A mini-tummy tuck is “best suited for those women who have excess skin primarily below the belly button and who don’t have too much stretching of the muscle layer,” Dr. Nein says. Skin and fat is lifted up from the stomach wall to the belly button level. The muscle below the naval is then tightened (if necessary), and excess skin is removed. The remaining skin is pulled down and smoothed.

“Some liposuction may be performed along the incision, the waist and above the naval, to remove excess fat in these areas as well,” Dr. Nein says.

“Often, we see situations where there is excess skin and fat above the belly button as well as significant stretching of the linea alba. In such situations, we would want to perform a standard tummy tuck.”

A standard tummy tuck is applicable when liposuction alone or a mini-tummy tuck will not satisfactorily treat the excess skin or tighten the stomach wall.
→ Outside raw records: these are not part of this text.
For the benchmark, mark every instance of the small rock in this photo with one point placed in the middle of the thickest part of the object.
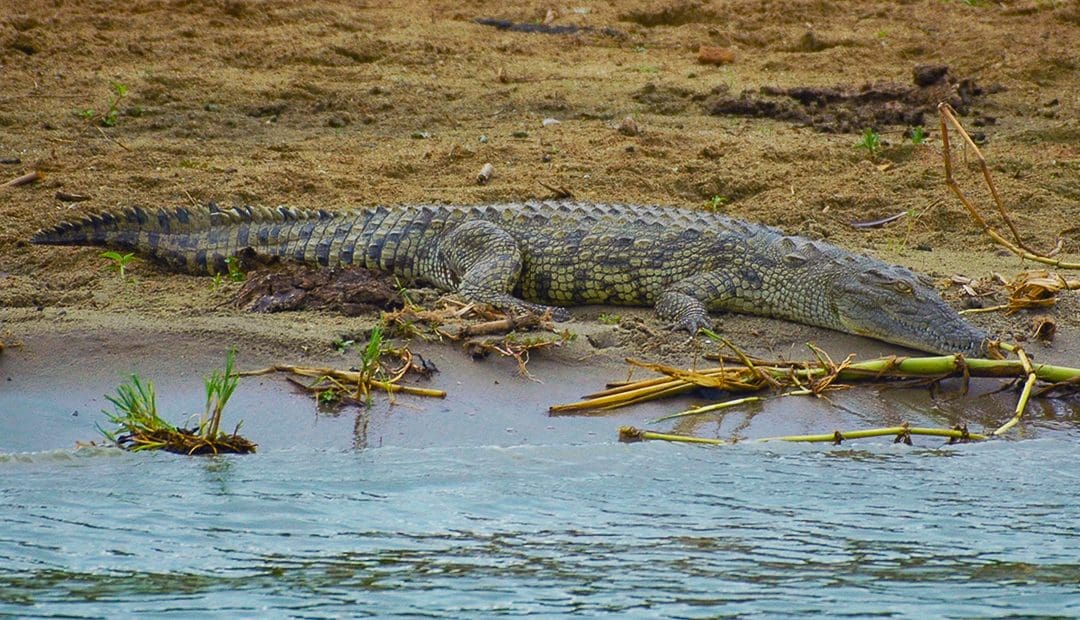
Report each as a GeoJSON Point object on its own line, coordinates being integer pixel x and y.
{"type": "Point", "coordinates": [629, 126]}
{"type": "Point", "coordinates": [338, 121]}
{"type": "Point", "coordinates": [485, 174]}
{"type": "Point", "coordinates": [714, 55]}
A standard tummy tuck removes excess skin and fat, and tightens the stomach wall to a flat, smooth contour.

“The incision for this operation is similar to that of a mini-tummy tuck,” Dr. Nein explains. “However, instead of stopping the operation when we get to the naval, we continue to lift the excess skin and fat off of the stomach wall all the to the bottom of the rib cage.”

The procedure “allows us to tighten the stomach muscles all the way from the top of the stomach to the bottom,” he continues. “All of the excess stretched muscles and linea alba can be tightened and a nice flat stomach can be achieved.

“A small incision is made just inside the naval opening so that the naval remains attached to the stomach wall at its original location. Then, the excess skin is removed, and remaining skin is brought down to the incision, smooth and snug.”

Another incision is made where the naval is. “As a part of a standard tummy tuck, we perform liposuction along the incision to make sure that everything is nice and smooth.”

The decision to have these surgeries should be made as part of one’s other life decisions, notably, child-bearing. “We do not recommend either tummy tuck procedure for women who are planning future pregnancies,” Dr. Nein says. “Future pregnancies will effectively reverse many of the benefits of a tummy tuck. Thus, we recommend these procedures only after women are done having children.”

About Alexander Nein, M.S., M.D.:

Dr. Alexander Nein is a graduate of Purdue University and the University of Alabama, where he earned his Doctor of Medicine degree. He completed his plastic surgery residency at Vanderbilt University Medical Center and is certified by the American Board of Plastic Surgery. He has a solo, private plastic surgery practice in Nashville, Tenn. Dr. Nein is a member of the American Society of Plastic

Surgeons, American Society of Aesthetic Plastic Surgeons, International Society of Aesthetic Plastic Surgeons, and the International Confederation of Plastic and Reconstructive Surgery.